If it looks like a washing machine, then it certainly sounds like one. The lack of aesthetic buggering about extends to the engine sound - at least at low revs. It's all mashing, clattering valves and mechanical din invading the cabin. Sure, the Porsche guys could engineer a lot of that roughness out, they could acoustically tune it, but why? It's not a clarinet, it's a supercar engine.
The noise it makes is a direct result of the purpose the engineers have set for it. If you love it - and many of us do - then great, the Porsche guys appreciate your understanding. If you hate it, they couldn't give a flying fig. Buy a CD of pretty V8 engine sounds and play it, if that's what you want. Play it in your BMW.
It's when you let it off the leash that its real character shouts at you - a howl that makes me grin like, well, like a bloke at the wheel of someone else's £94k Porsche supercar every time I hear it.

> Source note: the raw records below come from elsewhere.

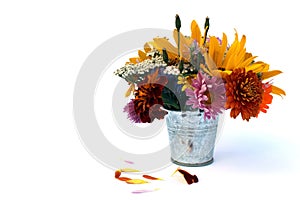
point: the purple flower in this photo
(131, 114)
(208, 94)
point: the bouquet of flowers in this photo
(200, 72)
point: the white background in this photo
(42, 48)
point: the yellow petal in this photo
(270, 74)
(277, 90)
(258, 67)
(134, 60)
(142, 55)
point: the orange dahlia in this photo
(244, 93)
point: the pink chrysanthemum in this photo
(131, 114)
(208, 95)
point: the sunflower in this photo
(244, 93)
(222, 60)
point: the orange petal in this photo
(270, 74)
(136, 181)
(151, 177)
(277, 90)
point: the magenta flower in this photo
(208, 94)
(131, 114)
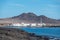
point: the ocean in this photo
(41, 31)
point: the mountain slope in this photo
(31, 17)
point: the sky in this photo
(49, 8)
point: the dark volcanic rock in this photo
(16, 34)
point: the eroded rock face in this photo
(16, 34)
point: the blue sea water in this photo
(42, 31)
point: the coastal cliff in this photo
(17, 34)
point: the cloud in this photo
(17, 5)
(55, 6)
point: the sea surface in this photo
(41, 31)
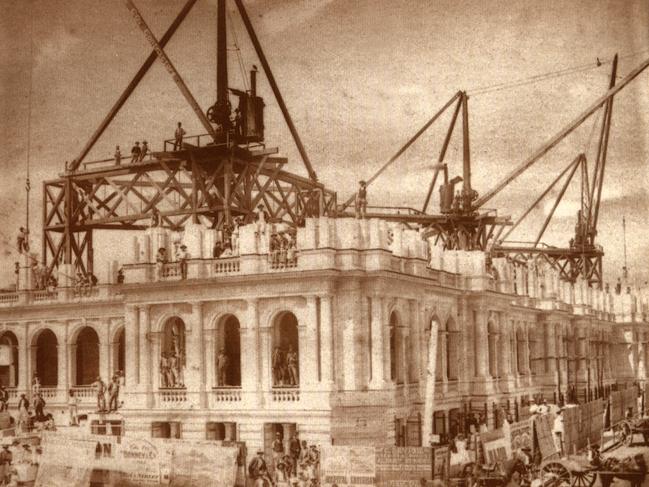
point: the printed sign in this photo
(543, 424)
(520, 435)
(403, 466)
(348, 466)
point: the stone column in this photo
(326, 341)
(146, 351)
(62, 356)
(132, 348)
(104, 353)
(308, 357)
(24, 357)
(250, 379)
(415, 334)
(480, 345)
(378, 357)
(196, 356)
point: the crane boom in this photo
(560, 135)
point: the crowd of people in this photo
(297, 465)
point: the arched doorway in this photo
(285, 354)
(119, 352)
(172, 354)
(47, 359)
(8, 359)
(228, 353)
(87, 357)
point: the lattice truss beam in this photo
(211, 185)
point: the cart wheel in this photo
(583, 479)
(555, 472)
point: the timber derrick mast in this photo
(214, 177)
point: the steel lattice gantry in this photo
(212, 184)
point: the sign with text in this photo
(403, 466)
(348, 466)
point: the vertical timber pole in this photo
(221, 56)
(466, 151)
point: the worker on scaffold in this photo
(178, 137)
(361, 200)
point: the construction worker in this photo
(144, 150)
(135, 152)
(178, 137)
(222, 363)
(113, 394)
(100, 386)
(22, 241)
(181, 257)
(361, 200)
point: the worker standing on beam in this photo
(361, 200)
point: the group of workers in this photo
(297, 466)
(112, 390)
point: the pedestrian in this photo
(73, 407)
(144, 150)
(222, 363)
(361, 200)
(135, 152)
(113, 394)
(23, 414)
(558, 431)
(178, 137)
(278, 366)
(181, 257)
(292, 365)
(22, 240)
(39, 405)
(161, 260)
(100, 387)
(278, 450)
(4, 398)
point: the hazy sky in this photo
(359, 78)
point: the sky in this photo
(359, 78)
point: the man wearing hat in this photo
(257, 467)
(101, 395)
(361, 200)
(181, 257)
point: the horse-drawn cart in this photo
(578, 472)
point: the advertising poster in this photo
(348, 466)
(403, 466)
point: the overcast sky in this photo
(359, 78)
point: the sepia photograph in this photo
(324, 243)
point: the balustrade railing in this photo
(285, 394)
(227, 394)
(228, 265)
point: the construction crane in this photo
(225, 173)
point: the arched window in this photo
(172, 354)
(119, 352)
(8, 359)
(452, 350)
(87, 357)
(228, 354)
(520, 351)
(396, 362)
(285, 357)
(46, 357)
(492, 339)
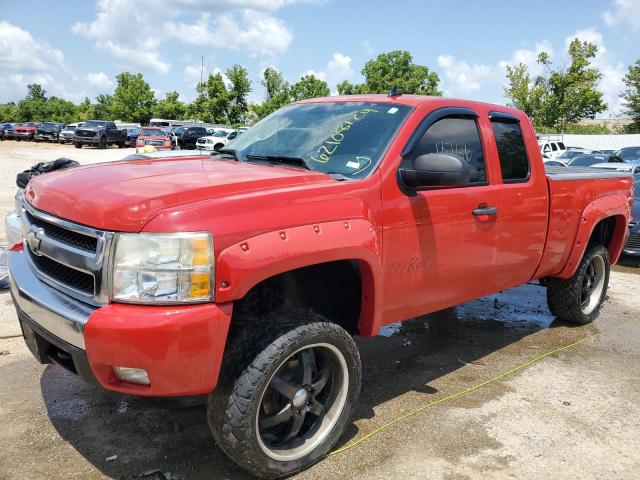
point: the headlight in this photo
(163, 268)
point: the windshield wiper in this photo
(294, 161)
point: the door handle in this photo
(485, 211)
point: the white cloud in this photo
(99, 80)
(613, 71)
(217, 5)
(337, 70)
(460, 78)
(129, 32)
(258, 33)
(19, 51)
(625, 12)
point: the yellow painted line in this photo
(468, 390)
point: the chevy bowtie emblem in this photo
(33, 240)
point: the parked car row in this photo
(580, 157)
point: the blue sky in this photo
(75, 48)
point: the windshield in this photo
(585, 161)
(631, 154)
(94, 123)
(153, 131)
(568, 154)
(347, 138)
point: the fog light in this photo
(132, 375)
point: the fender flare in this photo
(243, 265)
(612, 206)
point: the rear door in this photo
(523, 201)
(440, 245)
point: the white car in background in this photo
(220, 137)
(633, 169)
(551, 149)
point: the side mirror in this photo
(435, 170)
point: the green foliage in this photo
(390, 69)
(212, 103)
(309, 87)
(85, 111)
(170, 107)
(240, 88)
(62, 111)
(631, 96)
(278, 93)
(562, 97)
(133, 100)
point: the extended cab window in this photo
(455, 136)
(511, 150)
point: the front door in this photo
(440, 246)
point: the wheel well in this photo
(609, 232)
(332, 289)
(603, 232)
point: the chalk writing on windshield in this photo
(331, 144)
(458, 149)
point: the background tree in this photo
(133, 100)
(9, 112)
(240, 88)
(278, 93)
(60, 110)
(309, 87)
(170, 107)
(103, 108)
(562, 97)
(85, 111)
(394, 68)
(212, 103)
(631, 96)
(34, 105)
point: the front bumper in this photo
(207, 147)
(45, 136)
(95, 139)
(180, 347)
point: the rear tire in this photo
(288, 386)
(579, 299)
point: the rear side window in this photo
(456, 136)
(512, 152)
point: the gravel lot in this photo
(574, 414)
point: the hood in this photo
(124, 196)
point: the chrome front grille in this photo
(66, 255)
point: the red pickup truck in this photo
(244, 275)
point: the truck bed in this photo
(580, 173)
(571, 190)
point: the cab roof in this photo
(410, 100)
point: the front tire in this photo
(579, 299)
(293, 396)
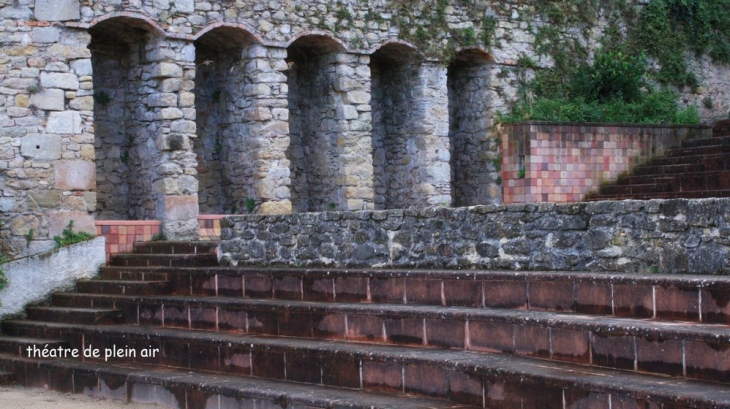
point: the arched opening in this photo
(117, 57)
(469, 77)
(313, 125)
(394, 70)
(223, 147)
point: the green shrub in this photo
(69, 237)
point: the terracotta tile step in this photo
(165, 260)
(498, 381)
(123, 287)
(563, 337)
(690, 143)
(89, 316)
(176, 247)
(704, 159)
(17, 345)
(628, 189)
(6, 378)
(699, 150)
(197, 390)
(664, 297)
(700, 194)
(667, 169)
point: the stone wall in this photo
(159, 145)
(559, 163)
(656, 236)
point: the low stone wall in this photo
(655, 236)
(561, 162)
(32, 279)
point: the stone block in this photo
(162, 100)
(166, 70)
(45, 35)
(67, 122)
(49, 100)
(184, 6)
(172, 208)
(58, 220)
(281, 207)
(60, 80)
(57, 10)
(75, 175)
(82, 67)
(82, 103)
(46, 198)
(41, 147)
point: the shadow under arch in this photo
(394, 70)
(223, 147)
(118, 56)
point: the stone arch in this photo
(117, 55)
(470, 121)
(394, 71)
(223, 147)
(312, 61)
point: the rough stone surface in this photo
(29, 279)
(57, 10)
(628, 236)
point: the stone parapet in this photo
(655, 236)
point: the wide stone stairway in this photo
(229, 337)
(699, 168)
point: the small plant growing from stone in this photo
(69, 237)
(29, 237)
(250, 204)
(102, 98)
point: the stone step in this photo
(466, 377)
(628, 189)
(662, 297)
(138, 383)
(6, 378)
(701, 194)
(175, 247)
(89, 316)
(123, 287)
(691, 143)
(18, 345)
(589, 340)
(165, 260)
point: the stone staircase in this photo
(228, 337)
(700, 168)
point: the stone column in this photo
(167, 115)
(354, 137)
(429, 132)
(267, 118)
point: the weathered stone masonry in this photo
(164, 109)
(655, 236)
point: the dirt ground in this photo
(14, 397)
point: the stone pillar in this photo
(268, 128)
(429, 134)
(167, 117)
(354, 137)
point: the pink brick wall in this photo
(563, 162)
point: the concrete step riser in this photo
(154, 260)
(458, 381)
(123, 288)
(175, 247)
(648, 298)
(616, 347)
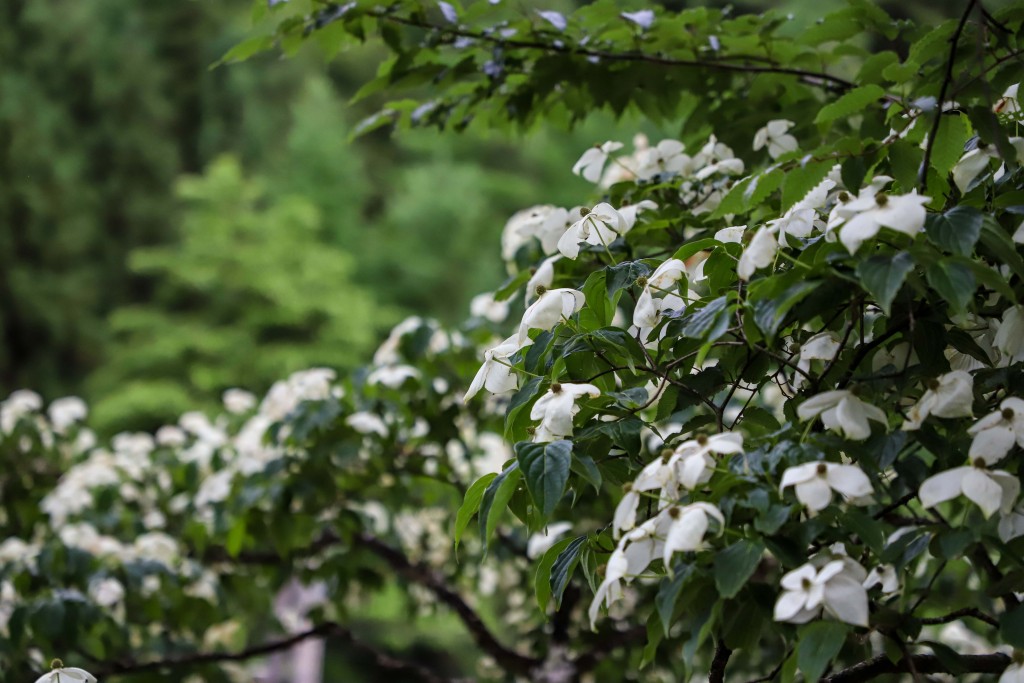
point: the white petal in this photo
(849, 480)
(980, 487)
(847, 599)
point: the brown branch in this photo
(960, 613)
(926, 162)
(507, 658)
(327, 630)
(820, 79)
(923, 664)
(717, 672)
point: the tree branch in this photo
(947, 79)
(923, 664)
(330, 629)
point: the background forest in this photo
(171, 230)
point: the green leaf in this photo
(852, 102)
(470, 505)
(819, 643)
(735, 564)
(882, 276)
(1012, 627)
(953, 282)
(801, 180)
(624, 274)
(542, 580)
(563, 567)
(496, 500)
(546, 468)
(955, 230)
(708, 323)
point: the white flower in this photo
(842, 412)
(239, 400)
(871, 212)
(599, 225)
(814, 482)
(392, 376)
(367, 423)
(1010, 336)
(990, 489)
(556, 409)
(543, 278)
(885, 575)
(107, 592)
(495, 375)
(948, 396)
(760, 252)
(66, 412)
(822, 346)
(592, 161)
(67, 675)
(484, 305)
(774, 135)
(975, 162)
(659, 284)
(837, 587)
(550, 308)
(666, 157)
(995, 433)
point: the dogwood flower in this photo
(556, 409)
(599, 225)
(495, 375)
(775, 137)
(760, 253)
(904, 213)
(658, 285)
(551, 307)
(948, 396)
(666, 157)
(842, 412)
(990, 489)
(837, 588)
(1010, 336)
(995, 433)
(592, 162)
(61, 674)
(884, 575)
(814, 482)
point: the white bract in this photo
(597, 226)
(551, 307)
(556, 409)
(814, 482)
(775, 137)
(838, 588)
(989, 489)
(592, 162)
(995, 433)
(951, 395)
(842, 412)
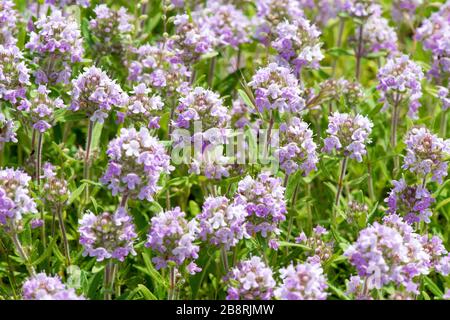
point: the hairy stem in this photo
(63, 233)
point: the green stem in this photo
(87, 162)
(63, 233)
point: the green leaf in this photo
(75, 195)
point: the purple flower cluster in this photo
(41, 108)
(14, 195)
(299, 151)
(321, 250)
(7, 130)
(390, 252)
(95, 94)
(361, 9)
(172, 238)
(14, 74)
(64, 3)
(112, 29)
(154, 66)
(43, 287)
(56, 44)
(400, 80)
(8, 20)
(264, 201)
(378, 35)
(229, 25)
(55, 189)
(142, 108)
(426, 154)
(270, 13)
(137, 161)
(412, 202)
(276, 88)
(190, 41)
(348, 135)
(250, 280)
(107, 236)
(434, 33)
(444, 96)
(222, 223)
(199, 104)
(305, 281)
(298, 44)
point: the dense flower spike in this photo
(142, 108)
(8, 21)
(298, 150)
(263, 199)
(298, 44)
(413, 202)
(434, 33)
(221, 222)
(272, 12)
(41, 108)
(190, 41)
(303, 282)
(15, 199)
(379, 36)
(276, 88)
(56, 44)
(390, 252)
(55, 188)
(7, 130)
(95, 94)
(348, 135)
(14, 74)
(172, 237)
(229, 25)
(107, 236)
(250, 280)
(154, 66)
(112, 28)
(43, 287)
(63, 3)
(426, 154)
(137, 161)
(400, 81)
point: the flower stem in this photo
(212, 69)
(339, 43)
(341, 180)
(443, 125)
(63, 233)
(359, 53)
(87, 163)
(171, 291)
(108, 280)
(21, 251)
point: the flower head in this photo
(276, 88)
(426, 153)
(302, 282)
(14, 195)
(250, 280)
(137, 160)
(107, 236)
(96, 94)
(14, 74)
(400, 80)
(222, 223)
(413, 202)
(56, 44)
(348, 135)
(172, 238)
(43, 287)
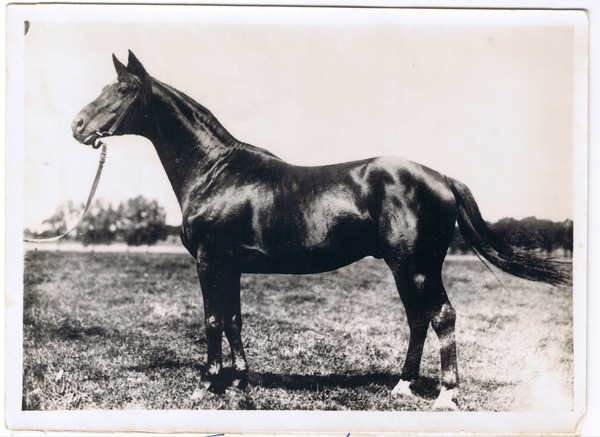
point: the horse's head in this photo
(107, 114)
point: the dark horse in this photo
(247, 211)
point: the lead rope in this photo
(87, 206)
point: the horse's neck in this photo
(188, 138)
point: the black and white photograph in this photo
(259, 219)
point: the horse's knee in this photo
(444, 319)
(233, 325)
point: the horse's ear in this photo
(135, 67)
(121, 69)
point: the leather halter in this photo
(119, 119)
(96, 145)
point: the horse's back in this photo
(280, 218)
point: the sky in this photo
(488, 98)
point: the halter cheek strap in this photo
(119, 119)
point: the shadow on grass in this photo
(427, 388)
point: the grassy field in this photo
(125, 331)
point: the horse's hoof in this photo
(446, 401)
(216, 387)
(402, 388)
(240, 382)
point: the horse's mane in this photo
(209, 119)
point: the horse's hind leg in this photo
(425, 300)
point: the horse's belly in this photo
(299, 261)
(307, 253)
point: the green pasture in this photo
(115, 331)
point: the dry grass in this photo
(119, 331)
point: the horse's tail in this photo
(516, 261)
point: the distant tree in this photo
(64, 216)
(99, 226)
(142, 222)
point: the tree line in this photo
(529, 233)
(139, 221)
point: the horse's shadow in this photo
(425, 387)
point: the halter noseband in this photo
(119, 119)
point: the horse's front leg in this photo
(219, 283)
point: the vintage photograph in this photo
(236, 212)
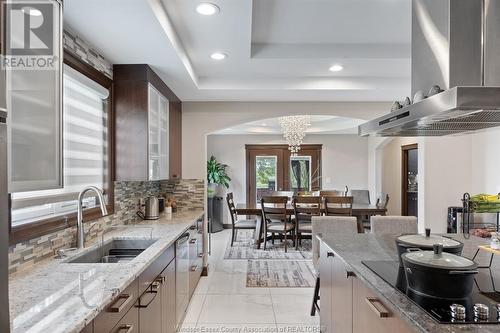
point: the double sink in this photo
(113, 251)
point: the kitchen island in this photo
(393, 306)
(58, 296)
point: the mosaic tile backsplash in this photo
(188, 193)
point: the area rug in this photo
(280, 273)
(244, 248)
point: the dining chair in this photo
(382, 200)
(288, 194)
(393, 225)
(331, 193)
(275, 218)
(237, 223)
(338, 206)
(360, 196)
(322, 225)
(304, 207)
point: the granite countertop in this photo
(55, 296)
(353, 249)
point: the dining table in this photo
(358, 210)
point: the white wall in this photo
(344, 159)
(202, 118)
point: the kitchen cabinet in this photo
(150, 311)
(372, 315)
(129, 323)
(326, 284)
(347, 305)
(34, 104)
(157, 300)
(108, 319)
(168, 299)
(147, 123)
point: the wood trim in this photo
(39, 228)
(404, 176)
(314, 150)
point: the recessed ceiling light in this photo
(336, 68)
(207, 9)
(31, 11)
(218, 56)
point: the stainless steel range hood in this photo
(456, 45)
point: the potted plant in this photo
(216, 176)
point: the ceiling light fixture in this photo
(294, 130)
(336, 68)
(207, 9)
(218, 56)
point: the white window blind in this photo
(85, 151)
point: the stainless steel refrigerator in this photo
(4, 213)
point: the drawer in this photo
(149, 275)
(115, 311)
(129, 323)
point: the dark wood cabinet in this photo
(138, 125)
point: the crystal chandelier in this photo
(294, 130)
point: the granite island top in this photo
(353, 249)
(55, 296)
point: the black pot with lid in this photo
(439, 274)
(426, 242)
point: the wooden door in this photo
(313, 152)
(370, 314)
(326, 289)
(409, 180)
(264, 171)
(341, 297)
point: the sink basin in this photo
(113, 251)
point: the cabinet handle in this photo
(125, 298)
(384, 313)
(154, 291)
(128, 328)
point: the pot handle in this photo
(413, 249)
(462, 272)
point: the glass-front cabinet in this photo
(158, 135)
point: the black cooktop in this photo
(485, 292)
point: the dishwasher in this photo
(182, 270)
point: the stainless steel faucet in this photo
(80, 233)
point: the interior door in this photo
(264, 172)
(303, 172)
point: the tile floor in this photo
(223, 303)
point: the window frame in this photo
(32, 230)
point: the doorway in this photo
(271, 168)
(409, 180)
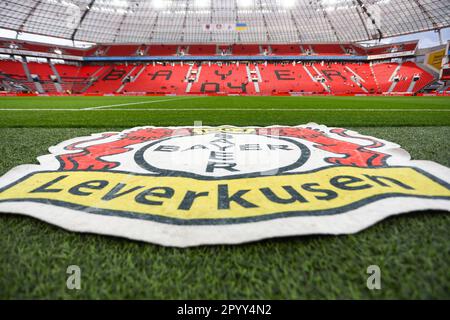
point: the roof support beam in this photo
(28, 16)
(369, 15)
(88, 9)
(426, 13)
(325, 15)
(357, 8)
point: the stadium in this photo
(74, 68)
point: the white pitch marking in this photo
(237, 109)
(135, 103)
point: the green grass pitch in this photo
(412, 250)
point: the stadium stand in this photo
(223, 78)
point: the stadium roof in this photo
(223, 21)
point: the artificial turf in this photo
(412, 250)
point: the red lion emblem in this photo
(90, 158)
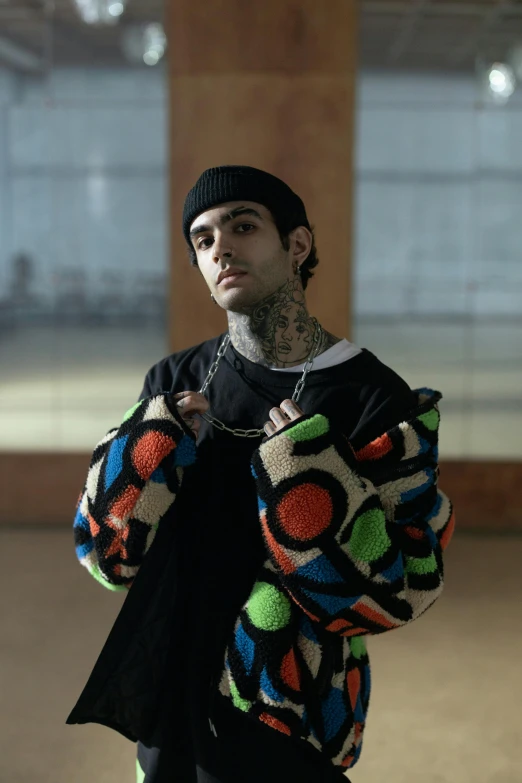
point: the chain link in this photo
(255, 433)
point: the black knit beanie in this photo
(244, 183)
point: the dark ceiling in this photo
(412, 34)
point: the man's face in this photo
(240, 236)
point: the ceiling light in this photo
(116, 9)
(100, 11)
(501, 81)
(145, 44)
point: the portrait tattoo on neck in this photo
(279, 331)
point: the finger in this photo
(193, 425)
(292, 409)
(269, 428)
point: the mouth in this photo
(231, 278)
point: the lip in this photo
(230, 274)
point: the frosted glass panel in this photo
(438, 260)
(83, 257)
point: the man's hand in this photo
(289, 411)
(190, 404)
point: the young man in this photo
(282, 484)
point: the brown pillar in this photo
(270, 85)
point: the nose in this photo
(221, 249)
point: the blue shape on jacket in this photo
(332, 603)
(84, 549)
(114, 462)
(246, 648)
(435, 510)
(268, 687)
(334, 713)
(320, 570)
(358, 712)
(395, 571)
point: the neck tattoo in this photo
(278, 331)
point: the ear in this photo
(301, 242)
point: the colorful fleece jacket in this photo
(354, 542)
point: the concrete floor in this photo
(63, 387)
(447, 690)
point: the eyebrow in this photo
(226, 219)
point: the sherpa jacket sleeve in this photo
(134, 476)
(356, 537)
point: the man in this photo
(282, 483)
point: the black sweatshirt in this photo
(223, 549)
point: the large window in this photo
(438, 252)
(83, 257)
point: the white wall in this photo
(438, 188)
(83, 176)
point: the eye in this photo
(201, 242)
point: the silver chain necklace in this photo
(254, 433)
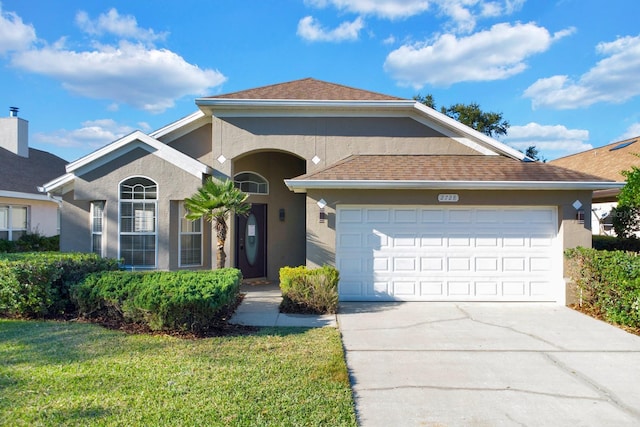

'It doesn't need added character, because it has character oozing from every micron'
This sound couldn't be anything other than a Porsche flat-six, but it's louder and more aggressive in this GT3 than the standard Carrera. It is simply a more extreme expression of the same beast in standard form.
I can't tell you how much I love a Porsche for its lack of pretence, its lack of engineered-on glitz and garnish. It doesn't need added character, because it has character oozing from every micron. And let's not forget, they may only be numbers on a page, but those figures also mean it's stunningly fast in real life - that 10-second 0-100mph time is only 10ths away from a Turbo.
Here's a thing - why don't you see more Lamborghinis and Ferraris and Astons at the Nurburgring Nordschleife, the world's greatest, most demanding race track?
Because they're not built to take it, and their owners aren't the sort of drivers who'd enjoy thrashing their expensive cars round there.They would rather admire their engine through its Perspex lid or listen to their CD of V8s singing opera. But go to the 'Ring on a public day and the place is chock-full of 911 GT3s. That's purity of purpose for you.